Vector = List[float]

def scale(scalar: float, vector: Vector) -> Vector:
    return [scalar * num for num in vector]

print("For Type Alias")
print(scale.__annotations__)


# Code for NewType
from typing import List, NewType

a = NewType('b', List[float])
print(type(a))
print(a)
print(a.__name__)

def scale(scalar: float, vector: a) -> a:
    return [scalar * num for num in vector]

print("For NewType")
print(scale.__annotations__)

Output for Type Alias is as below:

Output for NewType is as below:

It can be seen that when calling function.__annotations__, Type Alias will return the initial type. Whereas for Newtype, it will return a NewType. To call out the name of the NewType, you will have to call out the NewType.__name__

In short, what NewType is effectively doing is to create another distinct type that is based on another existing type. We can see from the below code that both UserId and ProductId are categorized as different types but they have the same underlying type (int).

# Code for NewType
from typing import NewType

# Creating distinct types for user ID and product ID
UserId = NewType('UserId', int)
ProductId = NewType('ProductId', int)

def process_user(user_id: UserId):
    # Process user using UserId
    print(f"Processing User ID: {user_id}")

def process_product(product_id: ProductId):
    # Process product using ProductId
    print(f"Processing Product ID: {product_id}")

# Usage of the distinct types
user_id = UserId(101)
product_id = ProductId(5001)

process_user(user_id)
process_product(product_id)

print(process_user.__annotations__)
print(process_product.__annotations__)

The full code is available in the Jupyter Notebook below.

Closing Thoughts

Type annotations in Python are a powerful tool for fortifying code quality and reducing bugs during development. While they enhance code clarity and error-catching abilities, integrating them demands additional time and effort. For smaller projects characterized by simplicity and easy comprehension, they might not seem essential. However, in larger endeavors, the advantages become unmistakably apparent.

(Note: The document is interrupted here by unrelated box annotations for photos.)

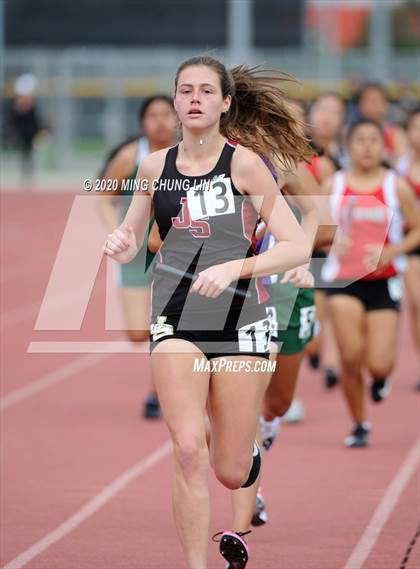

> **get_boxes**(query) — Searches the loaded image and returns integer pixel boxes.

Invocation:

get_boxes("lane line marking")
[3,441,172,569]
[343,439,420,569]
[0,354,111,413]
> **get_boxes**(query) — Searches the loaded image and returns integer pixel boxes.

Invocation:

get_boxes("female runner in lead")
[104,56,311,569]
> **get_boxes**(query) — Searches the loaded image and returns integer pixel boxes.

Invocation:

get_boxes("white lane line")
[344,439,420,569]
[3,441,172,569]
[0,354,111,412]
[0,300,41,330]
[28,340,149,354]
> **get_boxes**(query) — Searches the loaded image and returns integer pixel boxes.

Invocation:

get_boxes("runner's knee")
[173,432,209,480]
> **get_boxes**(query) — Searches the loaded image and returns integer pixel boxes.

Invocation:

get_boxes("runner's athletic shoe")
[251,488,268,527]
[370,379,391,403]
[281,399,305,423]
[325,367,339,389]
[344,423,370,448]
[260,416,281,450]
[308,354,320,369]
[241,441,261,488]
[143,394,161,419]
[213,531,251,569]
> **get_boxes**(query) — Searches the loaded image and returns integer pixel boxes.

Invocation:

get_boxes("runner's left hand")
[280,265,315,288]
[190,262,239,298]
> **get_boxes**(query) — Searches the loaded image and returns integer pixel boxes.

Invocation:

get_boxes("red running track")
[0,194,420,569]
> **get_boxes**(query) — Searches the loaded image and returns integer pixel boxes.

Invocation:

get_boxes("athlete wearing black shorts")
[151,141,270,359]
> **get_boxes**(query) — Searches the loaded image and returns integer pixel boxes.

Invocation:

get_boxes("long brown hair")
[175,55,313,170]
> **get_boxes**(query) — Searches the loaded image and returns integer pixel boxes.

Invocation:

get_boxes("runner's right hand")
[104,224,138,264]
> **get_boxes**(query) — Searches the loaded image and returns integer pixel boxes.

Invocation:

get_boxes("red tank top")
[326,171,404,281]
[305,154,322,184]
[405,176,420,199]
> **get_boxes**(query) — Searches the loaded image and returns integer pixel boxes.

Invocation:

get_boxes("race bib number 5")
[187,176,235,221]
[238,318,271,352]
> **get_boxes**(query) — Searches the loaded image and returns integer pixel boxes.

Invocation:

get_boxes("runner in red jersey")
[397,107,420,390]
[323,119,420,447]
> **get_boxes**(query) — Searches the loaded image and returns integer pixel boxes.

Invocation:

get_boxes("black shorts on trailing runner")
[150,304,271,360]
[327,277,402,311]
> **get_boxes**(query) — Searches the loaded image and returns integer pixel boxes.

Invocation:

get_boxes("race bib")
[187,176,235,221]
[299,306,315,340]
[238,318,271,352]
[388,277,404,302]
[265,306,278,338]
[150,316,174,342]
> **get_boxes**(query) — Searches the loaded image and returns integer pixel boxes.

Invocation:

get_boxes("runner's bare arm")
[232,146,311,278]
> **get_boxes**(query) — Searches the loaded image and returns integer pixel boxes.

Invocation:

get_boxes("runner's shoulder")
[140,147,175,179]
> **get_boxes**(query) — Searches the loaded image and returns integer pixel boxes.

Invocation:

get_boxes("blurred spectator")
[309,91,346,167]
[356,83,407,165]
[10,73,46,181]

Personally, I’ve witnessed the tangible benefits of type hints in larger projects, where they substantially bolstered maintainability and readability, leading to more robust and reliable codebases. Balancing the upfront investment against the long-term advantages is key, especially as projects scale and complexity grows. Ultimately, while not a silver bullet, type annotations undeniably serve as a valuable ally in crafting resilient and maintainable Python projects.